While Cedar City does have winter, often bitingly cold, if not nearly so cold as Canadian winters, it does reach below zero [Fahrenheit] temperatures a handful of times most winters, and most winter nights have sub-freezing temperatures. We also have lots of wind. Because at almost 6,000 feet, Cedar City is high desert, we don’t get huge amounts of snow, but it does tend to stay around, and we usually get 2-5 significant snowfalls, significant being more than a foot where I live. And because I do walk a lot for exercise, half on trails and half on streets/sidewalks, when this occurs, as it has in the last few weeks, I do notice which houses evidence snow removal, which do not, and how much is cleared, either by shovel, snow-blower, or plow.

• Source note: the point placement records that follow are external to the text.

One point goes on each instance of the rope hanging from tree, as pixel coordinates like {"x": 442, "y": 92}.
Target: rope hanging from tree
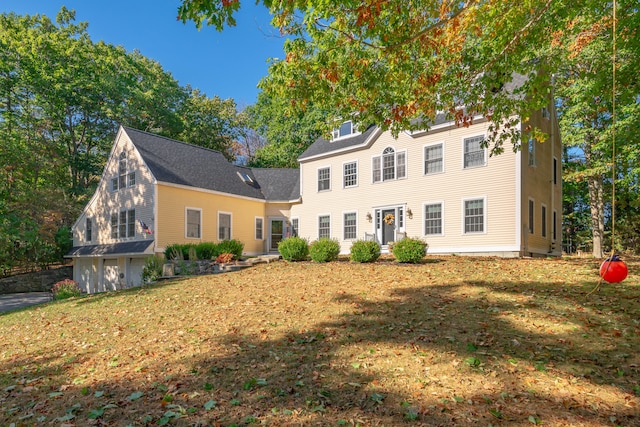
{"x": 613, "y": 269}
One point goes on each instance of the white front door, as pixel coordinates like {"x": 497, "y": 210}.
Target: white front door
{"x": 276, "y": 233}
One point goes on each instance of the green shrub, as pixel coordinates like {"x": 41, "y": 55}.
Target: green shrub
{"x": 294, "y": 248}
{"x": 177, "y": 251}
{"x": 66, "y": 288}
{"x": 152, "y": 268}
{"x": 324, "y": 250}
{"x": 410, "y": 250}
{"x": 206, "y": 250}
{"x": 232, "y": 246}
{"x": 365, "y": 251}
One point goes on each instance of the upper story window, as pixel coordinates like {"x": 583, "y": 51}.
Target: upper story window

There are those houses, thankfully a minority, where no snow ever appears to be shoveled, and where the inhabitants merely pack down the snow into a solid mass on driveways and sidewalks. Eventually, this turns to ice or a reasonable facsimile thereof. In time, in our dry air, it eventually sublimates, but not before causing slips and falls.
Then there are those houses where only the driveway is shoveled, clearly indicating that the thought that anyone walks anywhere except from or to a vehicle has never occurred to the inhabitants. Next come the houses where the sidewalk to the street and/or mailbox is shoveled, as well as the driveway, but nothing else.
Finally, there are the houses where every walk and driveway is shoveled/cleared. Ours fits this category, except for the redwood deck that’s effectively unusable in winter and inaccessible except from inside the house – although I do clear the access to the bird feeder.
In observing all the different stages of snow removal or lack thereof, certain thoughts have occurred to me. First, clearing sidewalks – especially the walks other than those providing access to house, mailbox, or vehicle – is essentially a matter of both courtesy and safety to others.
Second, snow removal appears to be largely deficient in those dwellings harboring teenagers and young adults, except as necessary to obtain vehicle access.
Third, a high percentage of older couples still manage snow removal, although, understandably, it often takes them longer.
Fourth, after one or two winters, a certain percentage of retirees who moved here from California decide to move south.
Fifth, I’m really glad I have both a snow-blower and an ergonomic snow shovel.